Community pharmacists and depression: the pharmacist as intermediary between patient and physician
Article first published online: 21 FEB 2011
2002 Royal Pharmaceutical Society of Great Britain
International Journal of Pharmacy Practice
Volume 10, Issue 4, pages 253–265, December 2002
How to Cite
Landers, M., Blenkinsopp, A., Pollock, K. and Grime, J. (2002), Community pharmacists and depression: the pharmacist as intermediary between patient and physician. International Journal of Pharmacy Practice, 10: 253–265. doi: 10.1211/096176702776868398
- Issue published online: 21 FEB 2011
- Article first published online: 21 FEB 2011
- received 9.5.02; revision 18.7.02; accepted 4.10.02
Objectives — To describe community pharmacists' experiences and contributions to the management of mild to moderate depression in primary care and to explore their interactions with patients and physicians.
Method — Qualitative semi-structured interview study with a purposive sample of 20 community pharmacists from a range of backgrounds in one area of England. Pharmacists were asked to describe their involvement in the management of depression from patients' self-diagnosis and self-treatment through to treatment with antidepressants. They were asked to cite examples of the questions that they were asked by patients about depression and its treatment, and about their practice in advising patients with first-time and repeat prescriptions for antidepressants. Attitudes and practice relating to compliance and concordance with antidepressants were explored.

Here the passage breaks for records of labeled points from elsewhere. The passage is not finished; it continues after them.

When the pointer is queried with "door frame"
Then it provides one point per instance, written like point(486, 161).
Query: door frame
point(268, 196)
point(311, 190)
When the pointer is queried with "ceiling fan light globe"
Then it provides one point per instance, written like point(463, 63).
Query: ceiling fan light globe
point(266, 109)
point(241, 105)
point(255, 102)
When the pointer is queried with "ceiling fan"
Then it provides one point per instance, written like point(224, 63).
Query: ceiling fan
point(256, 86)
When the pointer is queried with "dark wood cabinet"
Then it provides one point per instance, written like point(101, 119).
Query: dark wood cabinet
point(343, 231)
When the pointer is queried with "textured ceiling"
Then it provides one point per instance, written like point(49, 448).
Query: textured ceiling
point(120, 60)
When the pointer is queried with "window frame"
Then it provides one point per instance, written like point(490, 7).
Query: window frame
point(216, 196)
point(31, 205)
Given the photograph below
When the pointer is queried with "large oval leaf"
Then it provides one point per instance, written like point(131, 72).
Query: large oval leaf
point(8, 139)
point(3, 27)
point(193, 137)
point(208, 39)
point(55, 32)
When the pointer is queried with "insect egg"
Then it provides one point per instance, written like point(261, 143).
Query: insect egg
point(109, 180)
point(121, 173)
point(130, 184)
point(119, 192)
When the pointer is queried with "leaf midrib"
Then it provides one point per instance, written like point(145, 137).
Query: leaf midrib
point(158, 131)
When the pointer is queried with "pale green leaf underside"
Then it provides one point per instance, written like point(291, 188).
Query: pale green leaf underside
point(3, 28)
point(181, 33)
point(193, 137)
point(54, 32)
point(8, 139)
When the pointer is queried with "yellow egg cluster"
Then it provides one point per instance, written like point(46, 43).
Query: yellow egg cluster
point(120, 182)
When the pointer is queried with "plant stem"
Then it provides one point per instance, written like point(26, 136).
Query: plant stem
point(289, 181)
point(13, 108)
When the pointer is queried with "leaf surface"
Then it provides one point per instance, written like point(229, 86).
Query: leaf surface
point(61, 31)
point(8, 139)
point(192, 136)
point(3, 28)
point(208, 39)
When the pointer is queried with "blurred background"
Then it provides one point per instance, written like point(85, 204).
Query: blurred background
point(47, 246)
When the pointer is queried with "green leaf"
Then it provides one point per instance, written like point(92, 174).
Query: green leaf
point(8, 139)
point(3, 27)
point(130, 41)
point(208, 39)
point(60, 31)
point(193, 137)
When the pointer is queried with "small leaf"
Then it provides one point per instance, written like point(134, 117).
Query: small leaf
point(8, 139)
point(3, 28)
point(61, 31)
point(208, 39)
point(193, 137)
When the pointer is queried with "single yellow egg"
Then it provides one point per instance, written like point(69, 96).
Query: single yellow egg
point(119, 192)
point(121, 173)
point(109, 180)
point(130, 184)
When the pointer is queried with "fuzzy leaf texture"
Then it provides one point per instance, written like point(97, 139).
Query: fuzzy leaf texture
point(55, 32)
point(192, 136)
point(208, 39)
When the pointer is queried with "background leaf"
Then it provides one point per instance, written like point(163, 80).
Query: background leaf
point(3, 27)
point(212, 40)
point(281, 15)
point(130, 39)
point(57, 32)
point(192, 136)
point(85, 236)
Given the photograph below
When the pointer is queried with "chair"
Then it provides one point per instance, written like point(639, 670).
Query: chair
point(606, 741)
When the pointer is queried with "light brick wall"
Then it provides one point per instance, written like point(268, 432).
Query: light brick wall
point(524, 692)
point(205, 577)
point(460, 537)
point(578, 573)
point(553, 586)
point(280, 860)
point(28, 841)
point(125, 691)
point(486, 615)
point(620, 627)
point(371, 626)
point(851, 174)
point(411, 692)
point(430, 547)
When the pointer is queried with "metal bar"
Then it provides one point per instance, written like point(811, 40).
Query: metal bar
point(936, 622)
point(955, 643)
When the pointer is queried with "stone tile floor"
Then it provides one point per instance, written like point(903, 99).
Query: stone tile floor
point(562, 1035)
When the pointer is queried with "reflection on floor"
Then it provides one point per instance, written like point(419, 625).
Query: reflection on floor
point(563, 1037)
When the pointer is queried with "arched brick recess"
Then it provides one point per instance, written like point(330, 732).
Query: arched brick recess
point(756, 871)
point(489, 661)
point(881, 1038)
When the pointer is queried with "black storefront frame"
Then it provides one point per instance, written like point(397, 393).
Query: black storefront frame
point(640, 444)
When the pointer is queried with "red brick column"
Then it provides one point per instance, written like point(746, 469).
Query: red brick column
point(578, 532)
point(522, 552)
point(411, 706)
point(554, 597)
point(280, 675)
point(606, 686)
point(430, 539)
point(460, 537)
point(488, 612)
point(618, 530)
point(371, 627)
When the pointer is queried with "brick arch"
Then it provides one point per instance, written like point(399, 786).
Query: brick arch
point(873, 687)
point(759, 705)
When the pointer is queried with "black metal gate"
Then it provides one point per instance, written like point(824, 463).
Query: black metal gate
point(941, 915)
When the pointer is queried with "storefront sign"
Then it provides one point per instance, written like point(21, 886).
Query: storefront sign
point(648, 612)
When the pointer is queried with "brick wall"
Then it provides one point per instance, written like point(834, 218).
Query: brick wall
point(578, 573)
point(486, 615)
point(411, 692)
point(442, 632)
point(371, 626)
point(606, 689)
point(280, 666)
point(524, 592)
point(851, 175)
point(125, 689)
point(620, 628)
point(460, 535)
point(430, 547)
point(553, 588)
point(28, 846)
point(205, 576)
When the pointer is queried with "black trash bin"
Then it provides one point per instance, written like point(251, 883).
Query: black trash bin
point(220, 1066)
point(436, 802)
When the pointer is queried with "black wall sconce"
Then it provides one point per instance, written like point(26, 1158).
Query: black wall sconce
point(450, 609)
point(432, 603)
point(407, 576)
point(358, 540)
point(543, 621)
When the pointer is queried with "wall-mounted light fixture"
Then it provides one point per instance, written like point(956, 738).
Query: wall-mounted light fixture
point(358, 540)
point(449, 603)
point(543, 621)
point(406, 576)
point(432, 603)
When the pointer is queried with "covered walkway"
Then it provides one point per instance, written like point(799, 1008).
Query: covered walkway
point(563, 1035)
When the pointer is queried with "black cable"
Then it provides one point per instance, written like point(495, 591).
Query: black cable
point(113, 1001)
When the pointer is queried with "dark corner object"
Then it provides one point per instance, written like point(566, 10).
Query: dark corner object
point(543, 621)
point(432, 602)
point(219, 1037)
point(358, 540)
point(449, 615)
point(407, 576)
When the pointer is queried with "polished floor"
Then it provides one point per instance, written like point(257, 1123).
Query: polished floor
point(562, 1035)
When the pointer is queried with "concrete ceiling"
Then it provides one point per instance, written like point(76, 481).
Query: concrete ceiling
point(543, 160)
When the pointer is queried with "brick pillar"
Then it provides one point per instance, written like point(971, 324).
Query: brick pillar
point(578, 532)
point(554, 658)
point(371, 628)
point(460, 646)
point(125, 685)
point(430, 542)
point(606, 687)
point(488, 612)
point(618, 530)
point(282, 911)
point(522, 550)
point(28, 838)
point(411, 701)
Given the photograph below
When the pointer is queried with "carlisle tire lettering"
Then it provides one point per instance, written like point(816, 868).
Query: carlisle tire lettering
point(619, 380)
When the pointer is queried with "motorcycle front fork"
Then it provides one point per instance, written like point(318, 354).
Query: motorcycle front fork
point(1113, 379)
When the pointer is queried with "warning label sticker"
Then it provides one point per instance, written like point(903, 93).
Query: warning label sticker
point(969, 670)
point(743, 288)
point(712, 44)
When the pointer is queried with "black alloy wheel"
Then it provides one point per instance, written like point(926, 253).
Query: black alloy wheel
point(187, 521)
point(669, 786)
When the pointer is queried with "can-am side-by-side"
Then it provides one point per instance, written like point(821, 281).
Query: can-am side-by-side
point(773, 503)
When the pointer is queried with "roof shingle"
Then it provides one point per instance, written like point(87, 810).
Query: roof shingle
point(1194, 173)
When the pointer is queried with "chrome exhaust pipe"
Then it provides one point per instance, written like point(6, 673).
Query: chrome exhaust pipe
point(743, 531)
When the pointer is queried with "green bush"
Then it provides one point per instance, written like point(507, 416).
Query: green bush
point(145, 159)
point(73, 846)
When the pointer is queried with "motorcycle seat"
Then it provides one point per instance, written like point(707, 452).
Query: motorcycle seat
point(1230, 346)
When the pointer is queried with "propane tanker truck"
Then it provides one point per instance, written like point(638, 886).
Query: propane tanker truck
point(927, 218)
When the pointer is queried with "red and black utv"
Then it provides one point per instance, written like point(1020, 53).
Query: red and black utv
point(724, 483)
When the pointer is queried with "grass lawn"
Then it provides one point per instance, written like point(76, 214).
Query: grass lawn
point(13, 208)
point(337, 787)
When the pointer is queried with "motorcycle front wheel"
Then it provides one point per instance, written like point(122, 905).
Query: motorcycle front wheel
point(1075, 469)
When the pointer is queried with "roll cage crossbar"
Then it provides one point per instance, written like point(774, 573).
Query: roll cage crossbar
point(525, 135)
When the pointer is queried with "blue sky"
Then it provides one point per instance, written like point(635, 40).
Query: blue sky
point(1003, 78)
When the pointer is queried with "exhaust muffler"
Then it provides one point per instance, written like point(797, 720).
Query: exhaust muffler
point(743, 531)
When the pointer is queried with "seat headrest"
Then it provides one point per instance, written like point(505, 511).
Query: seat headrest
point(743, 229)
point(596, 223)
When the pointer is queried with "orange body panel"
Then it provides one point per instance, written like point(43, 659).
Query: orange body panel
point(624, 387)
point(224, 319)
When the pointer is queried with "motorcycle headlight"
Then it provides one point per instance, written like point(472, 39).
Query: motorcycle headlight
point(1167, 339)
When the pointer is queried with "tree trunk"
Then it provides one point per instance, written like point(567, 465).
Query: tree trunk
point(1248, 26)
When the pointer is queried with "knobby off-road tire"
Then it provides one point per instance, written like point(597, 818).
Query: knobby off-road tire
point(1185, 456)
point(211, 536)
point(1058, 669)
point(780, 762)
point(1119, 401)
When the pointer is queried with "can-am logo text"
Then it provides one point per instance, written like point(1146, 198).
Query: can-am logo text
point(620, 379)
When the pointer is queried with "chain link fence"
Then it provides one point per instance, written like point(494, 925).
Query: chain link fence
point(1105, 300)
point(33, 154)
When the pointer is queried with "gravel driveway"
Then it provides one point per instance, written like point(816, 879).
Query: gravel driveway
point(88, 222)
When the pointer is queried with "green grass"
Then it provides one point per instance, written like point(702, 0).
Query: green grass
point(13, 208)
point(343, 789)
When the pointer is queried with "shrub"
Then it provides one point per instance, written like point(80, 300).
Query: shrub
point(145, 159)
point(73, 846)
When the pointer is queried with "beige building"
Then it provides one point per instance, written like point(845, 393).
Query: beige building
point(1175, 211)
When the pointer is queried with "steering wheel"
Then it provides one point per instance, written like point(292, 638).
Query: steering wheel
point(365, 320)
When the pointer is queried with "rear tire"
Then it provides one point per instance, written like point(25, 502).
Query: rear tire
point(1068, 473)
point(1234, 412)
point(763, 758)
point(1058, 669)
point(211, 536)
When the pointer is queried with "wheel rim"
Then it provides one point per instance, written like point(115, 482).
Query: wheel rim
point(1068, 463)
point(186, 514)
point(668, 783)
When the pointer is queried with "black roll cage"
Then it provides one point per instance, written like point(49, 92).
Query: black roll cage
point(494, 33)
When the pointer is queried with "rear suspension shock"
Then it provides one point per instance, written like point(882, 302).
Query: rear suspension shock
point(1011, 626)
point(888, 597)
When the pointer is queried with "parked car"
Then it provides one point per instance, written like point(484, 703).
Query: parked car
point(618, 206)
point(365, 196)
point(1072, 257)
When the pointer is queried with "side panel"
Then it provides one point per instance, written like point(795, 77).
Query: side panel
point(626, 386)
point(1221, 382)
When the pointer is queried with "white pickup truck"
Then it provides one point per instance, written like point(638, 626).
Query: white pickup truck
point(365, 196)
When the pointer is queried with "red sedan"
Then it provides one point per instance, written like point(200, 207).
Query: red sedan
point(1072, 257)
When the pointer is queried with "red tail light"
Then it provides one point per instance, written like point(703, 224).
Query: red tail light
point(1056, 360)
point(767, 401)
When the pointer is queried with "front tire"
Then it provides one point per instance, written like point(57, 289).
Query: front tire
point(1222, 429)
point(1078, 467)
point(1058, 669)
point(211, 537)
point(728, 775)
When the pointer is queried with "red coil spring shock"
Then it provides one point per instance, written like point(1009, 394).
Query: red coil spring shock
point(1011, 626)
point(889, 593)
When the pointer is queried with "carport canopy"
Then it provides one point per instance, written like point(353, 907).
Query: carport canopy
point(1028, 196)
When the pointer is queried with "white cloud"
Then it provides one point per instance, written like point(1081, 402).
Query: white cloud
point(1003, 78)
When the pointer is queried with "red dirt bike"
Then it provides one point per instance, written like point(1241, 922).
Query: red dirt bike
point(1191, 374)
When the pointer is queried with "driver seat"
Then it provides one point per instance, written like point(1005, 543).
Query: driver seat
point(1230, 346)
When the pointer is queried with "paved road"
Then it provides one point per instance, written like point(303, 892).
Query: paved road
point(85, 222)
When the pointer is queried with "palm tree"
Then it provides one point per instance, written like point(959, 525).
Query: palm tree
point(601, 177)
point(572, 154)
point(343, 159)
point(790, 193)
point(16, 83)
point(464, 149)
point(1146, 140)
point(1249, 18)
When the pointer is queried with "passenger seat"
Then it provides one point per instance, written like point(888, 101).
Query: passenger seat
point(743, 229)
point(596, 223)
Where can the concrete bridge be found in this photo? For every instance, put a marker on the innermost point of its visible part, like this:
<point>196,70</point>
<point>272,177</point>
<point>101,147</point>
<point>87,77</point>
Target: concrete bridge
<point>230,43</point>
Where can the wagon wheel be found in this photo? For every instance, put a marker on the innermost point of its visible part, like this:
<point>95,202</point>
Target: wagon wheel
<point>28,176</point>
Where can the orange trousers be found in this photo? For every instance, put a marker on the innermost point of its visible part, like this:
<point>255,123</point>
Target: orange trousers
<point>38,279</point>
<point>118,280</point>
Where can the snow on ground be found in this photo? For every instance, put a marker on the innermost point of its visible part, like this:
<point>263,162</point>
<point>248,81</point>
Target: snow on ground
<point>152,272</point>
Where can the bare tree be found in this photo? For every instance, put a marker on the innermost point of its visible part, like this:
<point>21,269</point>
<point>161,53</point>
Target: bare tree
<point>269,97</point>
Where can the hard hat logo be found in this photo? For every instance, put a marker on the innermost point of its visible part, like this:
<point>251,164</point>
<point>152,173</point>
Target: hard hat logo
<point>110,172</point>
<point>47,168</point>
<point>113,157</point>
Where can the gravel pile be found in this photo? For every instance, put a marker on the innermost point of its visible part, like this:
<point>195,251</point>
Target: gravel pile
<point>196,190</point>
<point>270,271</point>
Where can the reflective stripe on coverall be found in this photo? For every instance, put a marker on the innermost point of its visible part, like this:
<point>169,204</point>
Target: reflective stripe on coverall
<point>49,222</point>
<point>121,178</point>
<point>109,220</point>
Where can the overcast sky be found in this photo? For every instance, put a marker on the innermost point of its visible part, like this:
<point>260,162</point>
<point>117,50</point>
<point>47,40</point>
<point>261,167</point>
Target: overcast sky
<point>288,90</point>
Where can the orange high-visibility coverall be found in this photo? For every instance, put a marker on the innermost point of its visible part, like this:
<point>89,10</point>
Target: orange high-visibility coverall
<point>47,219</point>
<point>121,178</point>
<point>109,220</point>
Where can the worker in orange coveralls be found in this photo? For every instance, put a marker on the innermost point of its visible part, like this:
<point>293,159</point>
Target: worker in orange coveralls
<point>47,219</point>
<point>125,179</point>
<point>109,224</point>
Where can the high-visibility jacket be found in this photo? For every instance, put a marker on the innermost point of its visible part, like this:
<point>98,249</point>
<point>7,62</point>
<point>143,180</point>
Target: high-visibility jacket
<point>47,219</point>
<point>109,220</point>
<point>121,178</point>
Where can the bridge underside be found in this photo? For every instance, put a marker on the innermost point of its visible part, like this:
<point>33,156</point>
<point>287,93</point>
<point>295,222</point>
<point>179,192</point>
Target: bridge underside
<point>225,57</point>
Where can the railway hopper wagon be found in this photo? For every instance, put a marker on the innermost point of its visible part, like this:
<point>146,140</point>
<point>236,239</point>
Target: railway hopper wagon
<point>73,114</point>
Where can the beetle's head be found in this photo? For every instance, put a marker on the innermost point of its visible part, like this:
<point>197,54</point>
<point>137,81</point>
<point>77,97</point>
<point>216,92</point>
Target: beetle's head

Key findings — Pharmacists were asked a wide range of questions by patients about antidepressants and depression. Often these questions posed ethical dilemmas for the pharmacists by raising topics that crossed inter-professional boundaries. Pharmacists generally saw their role as encouraging patients to take antidepressant treatment and they reported providing technical information, mainly when the first prescription was dispensed. Most pharmacists worked from a “compliance” model although this appeared to conflict sometimes with their own views about the appropriateness of antidepressant treatment. Pharmacists rarely entered into discussion with patients on their feelings about treatment or their intention to take it. Monitoring of compliance to antidepressants was largely seen as the province of the physician and pharmacists appeared to feel unable to undertake this role effectively. Nevertheless 17 of the pharmacists expressed a wish to extend their role in the management of depression.
Conclusions — Pharmacists' accounts showed that patients have unmet needs in relation to the management of depression and treatment with antidepressants. Achieving concordance in the tripartite relationship between patient, GP and pharmacist poses considerable challenges. However, our findings suggest that pharmacists could play a larger role as first-line advisers on depression and its treatment if the identified barriers can be overcome.